Practice: Risk-Value Lifecycle
The risk-value lifecycle practice supplements the iterative development and release planning practices with the unified process lifecycle. This lifecycle identifies four phases, each of which attempts to balance value provided against risk mitigation appropriate to the phase.
Relationships
Purpose

Why adopt this practice?

Project stakeholders look for ways to understand and control project funding, scope, risk exposure, value provided, and other aspects of the project. While project iterations deliver product increments that show value delivered and show progress at a fine-grained level (meaning that work items are being addressed), they do not provide the necessary project oversight, transparency, and steering mechanisms at a coarse-grained level that allow stakeholders to make informed business decisions about the project.

The organization of iterations into a set of phases -- with a well-defined milestone at the end of each phase -- provides the structure that stakeholders and managers need to assess whether the objectives of the phase have been met and whether the project should move on to the next phase or not. See Phase Milestones for more details. 

By addressing the goals and risks of each phase, the team has the opportunity to find the right balance between risk reduction and immediate value creation, which are two major drivers for stakeholders. See Project Lifecycle for more information.

How to read this practice

The best way to read this practice is to first familiarize yourself with its overall structure: what it is in it and how it is organized. 
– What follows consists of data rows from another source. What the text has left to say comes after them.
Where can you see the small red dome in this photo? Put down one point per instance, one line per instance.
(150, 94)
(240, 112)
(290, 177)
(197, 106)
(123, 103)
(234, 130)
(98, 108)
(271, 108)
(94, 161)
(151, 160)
Start with understanding what phases are and how they relate to iterations. Understand what phase milestones mean and the questions that they help answer. See Phase Milestones for more information. You can also read the definition for each phase for more detailed information: Inception Phase, Elaboration Phase, Construction Phase, and Transition Phase.

Then, understand the importance of a structured lifecycle in driving two main stakeholders' concerns: risk reduction and value creation. See Project Lifecycle for more information.

For instructions on how to adopt this practice, see How to Adopt the Risk-Value Lifecycle Practice.

Additional Information

Additional resources

For more information on the risk-value lifecycle approach, see the following:

  • Kroll, P. and Kruchten, P. The Rational Unified Process Made Easy, Addison Wesley, 2003. Chapters 5 through 9.